Acupuncture has shown modest benefit. In a trial comparing real acupuncture to sham treatment, 52% of women receiving true acupuncture achieved at least a 30% improvement in pain, compared with 33% in the sham group. Sessions were given twice weekly for six weeks, then weekly for another six weeks.
Over-the-counter pain relievers like acetaminophen or anti-inflammatory drugs can help with short-term flare-ups, though they are not recommended for long-term daily use. Opioids are not recommended for this type of pain.
Omega-3 fatty acids may help some women. A trial found that high-dose fish oil supplements reduced pain scores in women with a BMI of 30 or higher, though no benefit was seen in women at lower body weights.
Some women also develop carpal tunnel syndrome or trigger finger while on aromatase inhibitors. These are generally mild and can be managed with nighttime wrist splints or, if needed, minor procedures.
Uses Beyond Breast Cancer
While breast cancer treatment is their primary role, aromatase inhibitors are also used off-label in several other situations, particularly in men. Because aromatase converts testosterone to estrogen in male bodies too, blocking it raises testosterone levels while lowering estrogen.
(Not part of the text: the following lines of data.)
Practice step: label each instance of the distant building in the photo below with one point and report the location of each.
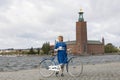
(81, 45)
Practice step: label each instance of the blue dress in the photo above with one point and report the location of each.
(61, 54)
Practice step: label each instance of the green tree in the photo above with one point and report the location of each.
(110, 48)
(31, 51)
(46, 48)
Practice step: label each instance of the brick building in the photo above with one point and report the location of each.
(82, 45)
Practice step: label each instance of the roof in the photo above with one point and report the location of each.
(94, 42)
(70, 42)
(89, 42)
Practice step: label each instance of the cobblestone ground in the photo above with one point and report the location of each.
(106, 71)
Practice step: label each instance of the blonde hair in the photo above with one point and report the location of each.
(61, 37)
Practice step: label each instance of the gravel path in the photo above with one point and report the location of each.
(104, 71)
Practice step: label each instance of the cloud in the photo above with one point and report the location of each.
(30, 23)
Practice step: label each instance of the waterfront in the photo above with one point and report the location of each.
(14, 63)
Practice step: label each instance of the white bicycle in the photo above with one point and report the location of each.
(48, 66)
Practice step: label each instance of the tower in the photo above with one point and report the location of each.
(81, 34)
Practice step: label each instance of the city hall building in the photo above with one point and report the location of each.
(82, 45)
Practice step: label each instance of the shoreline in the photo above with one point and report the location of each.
(89, 70)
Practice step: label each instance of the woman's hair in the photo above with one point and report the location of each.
(61, 37)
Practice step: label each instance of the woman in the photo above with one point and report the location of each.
(61, 48)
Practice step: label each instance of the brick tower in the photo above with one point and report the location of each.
(81, 35)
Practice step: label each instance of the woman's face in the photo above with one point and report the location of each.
(60, 39)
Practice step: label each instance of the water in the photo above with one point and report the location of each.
(30, 62)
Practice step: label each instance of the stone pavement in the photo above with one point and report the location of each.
(104, 71)
(108, 71)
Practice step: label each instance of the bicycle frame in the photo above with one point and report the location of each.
(56, 67)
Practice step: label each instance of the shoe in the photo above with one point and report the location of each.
(62, 75)
(56, 74)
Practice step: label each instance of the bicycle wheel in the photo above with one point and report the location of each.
(44, 68)
(75, 67)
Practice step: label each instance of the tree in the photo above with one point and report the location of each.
(110, 48)
(46, 48)
(31, 51)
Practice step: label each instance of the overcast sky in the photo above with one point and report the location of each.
(30, 23)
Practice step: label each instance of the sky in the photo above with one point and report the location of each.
(30, 23)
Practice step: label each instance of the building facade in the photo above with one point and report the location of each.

In men with obesity-related low testosterone, aromatase inhibitors can reduce the excessive estrogen production that fat tissue drives, allowing testosterone and related hormones to rise. They have also been used to treat gynecomastia (enlarged breast tissue in men), where the drugs have been shown to reduce breast size. In adolescent boys with short stature or delayed puberty, aromatase inhibitors have been used to slow the closure of growth plates, which estrogen normally triggers, potentially allowing more time for growth.
These uses are less well-established than breast cancer treatment, and the drugs are not formally approved for most of them, but they reflect the broad biological role that estrogen and aromatase play across the body.